Of course, it isn’t very logical that the three women would actually want to be in the same room as one another, let alone work together on something. Diaz is coming off the surprisingly successful bad Teacher, but she’s hit or miss. Mann is usually good in her husband Judd Apatow’s movies, butusually is not outside of those films. And you have Kate Upton rounding out the group, who might be the woman least likely to give a good performance if it wasn’t for Nikki Minaj having a supporting role in the film. Neither of the two have all that much experience.
Hey, I’m all for a female based comedy to do well at the box office. I just wish it was a better one than this.
2. Brick Mansions (Relativity, 2,647 Theaters,90 Minutes, Rated PG-13): The tough part about how Hollywood works is that when a tragedy takes the life of an actor, like it did with Paul Walker, there could be any number of films in the can starring the actor, so the world has to relive his passing over and over again as those films are released.

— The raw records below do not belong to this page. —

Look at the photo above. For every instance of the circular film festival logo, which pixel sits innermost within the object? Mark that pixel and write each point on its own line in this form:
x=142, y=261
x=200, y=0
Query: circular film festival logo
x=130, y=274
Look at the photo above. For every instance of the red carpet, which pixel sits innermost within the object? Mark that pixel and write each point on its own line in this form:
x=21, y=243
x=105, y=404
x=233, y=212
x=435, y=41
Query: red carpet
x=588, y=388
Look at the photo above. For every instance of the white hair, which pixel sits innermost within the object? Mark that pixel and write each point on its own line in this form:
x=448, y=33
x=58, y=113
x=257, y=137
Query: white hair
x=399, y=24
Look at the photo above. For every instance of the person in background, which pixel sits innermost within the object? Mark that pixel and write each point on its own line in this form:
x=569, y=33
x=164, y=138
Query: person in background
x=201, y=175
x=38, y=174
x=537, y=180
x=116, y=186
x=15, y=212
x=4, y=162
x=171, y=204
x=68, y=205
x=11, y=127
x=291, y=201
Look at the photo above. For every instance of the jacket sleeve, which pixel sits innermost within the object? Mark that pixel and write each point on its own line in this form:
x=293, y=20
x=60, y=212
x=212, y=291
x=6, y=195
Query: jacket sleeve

Here is a case in point.
In a crime-ridden Detroit of the near future, one that cannot afford RoboCop, bad sections of town are walled off to keep the bad guys in and the good guys out. However, when a drug lord is making noise he is going to expand his business beyond those walls, it’s up to the police to infiltrate the area to bring him down.
This is a remake of the French film, District 13, so if the plot sounds good to you but you can’t bear seeing Walker in one of his last roles, you can rent that instead.
3. The Quiet Ones (Lionsgate, 2,027 Theaters,98 Minutes, Rated PG-13): One the one hand, it’s a PG-13 horror film, which I consider weak. On the other, it’s a Hammer Films horror movie, one of the biggest and best names in horror for all time. So, where will this film land, on the side of good, or bad?
The plot revolves around a university professor (Jared Harris) who is trying to find some proof of the supernatural. He’s onto something when he finds Jane (Olivia Cooke), who is haunted by an evil spirit named Evey. However, when one of the professor’s assistants (Sam Claflin) finds out that Evey was real and that she died a macabre death, the research becomes that much more sinister–and dangerous.
Not the most original of plots, but one that could be good depending on how its executed.